Why do you think the study made such a big impact?

I think one of the reasons is that our findings were unequivocal. Often when you write a research paper, the new findings produce as many questions as answers. Only once in a while you have a breakthrough where lots of pieces of the jigsaw fall into place at one time, and that was the case with our study of 2-DG and mutant mitochondrial DNA. The mechanism we have discovered is clear, and we have identified a drug that we think could be used to specifically target mutant mitochondrial DNA for therapeutic purposes.

What are the next steps for your research?

We are moving towards a clinical trial on a small cohort of the patients carrying the mutation we have studied so far. At the same time we are testing the compound on the available mouse models. The tests we have done on normal healthy mice have been very encouraging. The compound stimulates healthy mitochondria in a mouse over an eight-month period, which is quite long term, and importantly there were no side effects. We have recently had this follow-up paper accepted for publication.
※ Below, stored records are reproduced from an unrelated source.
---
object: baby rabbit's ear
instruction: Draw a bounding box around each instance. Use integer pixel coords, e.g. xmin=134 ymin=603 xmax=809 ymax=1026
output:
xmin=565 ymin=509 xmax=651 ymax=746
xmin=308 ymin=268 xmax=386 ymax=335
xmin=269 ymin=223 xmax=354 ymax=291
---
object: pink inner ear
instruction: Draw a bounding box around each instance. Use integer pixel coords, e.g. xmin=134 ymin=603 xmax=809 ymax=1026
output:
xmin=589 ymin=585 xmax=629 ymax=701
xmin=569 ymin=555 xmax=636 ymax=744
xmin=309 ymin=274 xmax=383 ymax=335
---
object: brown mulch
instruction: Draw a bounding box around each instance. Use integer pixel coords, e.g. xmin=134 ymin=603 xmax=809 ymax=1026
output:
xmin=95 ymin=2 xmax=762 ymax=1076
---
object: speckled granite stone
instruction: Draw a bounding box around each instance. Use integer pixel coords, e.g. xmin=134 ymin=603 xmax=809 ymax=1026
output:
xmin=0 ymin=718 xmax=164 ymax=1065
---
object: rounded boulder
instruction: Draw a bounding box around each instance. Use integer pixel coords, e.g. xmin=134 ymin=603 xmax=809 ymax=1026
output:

What motivates you most in your work?

There is a desperate need for treatments for mitochondrial disease. We scientists and doctors are very close to the patients. They are our principal motivation. And I think it's important for those affected by mito diseases to know there are clinicians and scientists doing their utmost to improve their situation. For us, there would be no better reward for our work than to find a treatment that improves their lives.

Where does The Lily Foundation fit into your work?

What The Lily Foundation is doing for people is really amazing. Many people with rare genetic disorders feel very alone, because their condition is so uncommon, it's not something you read about or see much in the media. So for them to know there is a community of people, charities, scientists and researchers who are focused on their cause is very important. Charities like The Lily Foundation are the bridge between the biomedical community and the patients. That's one reason why what Lily is doing for patients is so valuable.